22. How does viewing the petal length histograms based on Species inform us, as opposed to just looking at the petal lengths of all the species together?

-> it is easier to see their distributions and ranges

23. What does the Setosa histogram tell us about the petal lengths for that species?

-> they have a smaller petal length compared to the other 2 species

24. What does the versicolor histogram tell us about the petal lengths for that species?

-> they have similar petal lengths with virginica, but are slightly lower

25. What does the virginica histogram tell us about the petal lengths for that species?

-> they have the higher petal length compared to the other 2 species

library(graphics)
# Get basic stem-and-leaf plot for all the petal lengths; R will make a split stem-and-leaf plot for this data, though
stem(iris$Petal.Length)

## 
##   The decimal point is at the |
## 
##   1 | 012233333334444444444444
##   1 | 55555555555556666666777799
##   2 | 
##   2 | 
##   3 | 033
##   3 | 55678999
##   4 | 000001112222334444
##   4 | 5555555566677777888899999
##   5 | 000011111111223344
##   5 | 55566666677788899
##   6 | 0011134
##   6 | 6779

26. How does this plot compare with the histogram of all the petal lengths together?
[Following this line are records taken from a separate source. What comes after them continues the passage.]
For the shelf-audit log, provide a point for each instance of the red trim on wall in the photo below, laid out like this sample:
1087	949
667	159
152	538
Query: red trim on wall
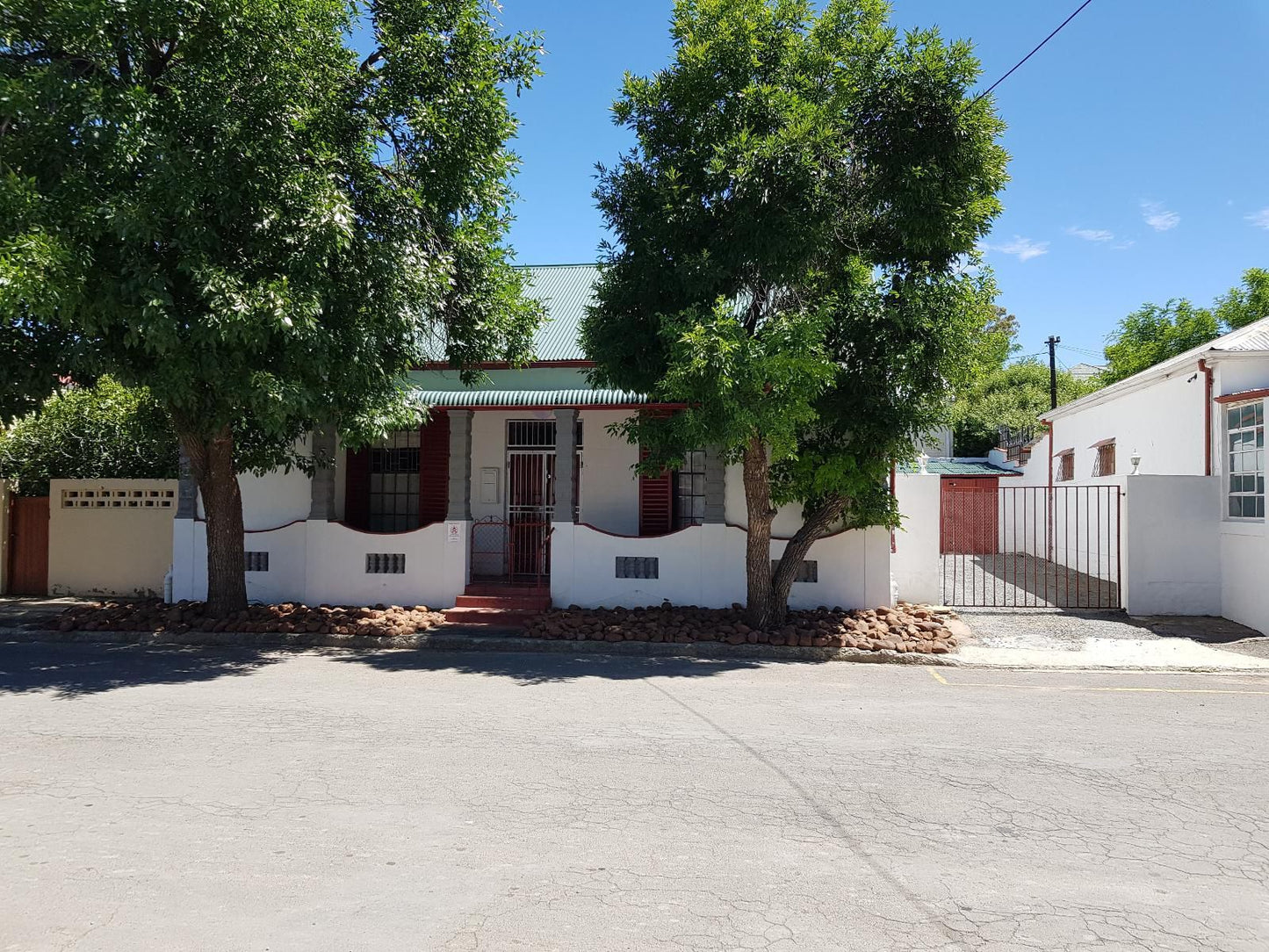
1244	395
434	469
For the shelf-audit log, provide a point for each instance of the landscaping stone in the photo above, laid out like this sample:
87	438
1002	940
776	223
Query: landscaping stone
903	629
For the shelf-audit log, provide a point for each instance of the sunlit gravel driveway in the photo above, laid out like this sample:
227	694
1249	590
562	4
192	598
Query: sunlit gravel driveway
228	800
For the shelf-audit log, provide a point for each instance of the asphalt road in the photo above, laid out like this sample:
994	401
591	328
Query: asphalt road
228	800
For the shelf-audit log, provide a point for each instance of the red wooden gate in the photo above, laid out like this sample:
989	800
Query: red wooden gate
969	521
28	546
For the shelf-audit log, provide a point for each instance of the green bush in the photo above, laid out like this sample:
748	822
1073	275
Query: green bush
102	432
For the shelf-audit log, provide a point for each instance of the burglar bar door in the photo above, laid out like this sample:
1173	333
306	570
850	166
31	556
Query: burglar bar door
530	496
1032	546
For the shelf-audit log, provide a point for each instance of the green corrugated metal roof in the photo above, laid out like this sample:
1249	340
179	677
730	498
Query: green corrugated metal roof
961	467
566	290
527	398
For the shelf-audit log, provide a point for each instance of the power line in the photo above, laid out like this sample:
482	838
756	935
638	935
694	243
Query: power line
1083	350
1031	54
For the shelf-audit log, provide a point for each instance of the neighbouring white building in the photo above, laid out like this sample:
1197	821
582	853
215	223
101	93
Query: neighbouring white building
516	482
1184	442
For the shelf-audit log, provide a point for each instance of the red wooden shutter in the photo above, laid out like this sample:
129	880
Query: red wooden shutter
655	503
357	489
434	469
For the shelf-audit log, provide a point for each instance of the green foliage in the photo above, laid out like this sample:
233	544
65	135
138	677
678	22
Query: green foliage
85	433
792	231
224	202
1014	396
1154	333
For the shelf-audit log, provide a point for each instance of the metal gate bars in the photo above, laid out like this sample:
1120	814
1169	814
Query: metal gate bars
1031	546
-> it is displaying similar information

# Create boxplot for all of the petal lengths
boxplot(iris$Petal.Length, #Select data and variable 
main = "Box Plot of Petal Length", #Add title
 xlab= "Petal Lengths", #Add x-axis label
 ylab= "Frequency") #Add y-axis label

27. Does this box plot indicate that there are any outliers for the whole collection of petal lengths?

-> no, there are no outliers

28. Is this box plot consistent with our outlier calculations on line 54?

-> yes.

Change the author name in the YAML to your name, save your file, knit it as an PDF, add the PDF name to ‘Filename_yourname’ and then submit it to the D2L assignment folder.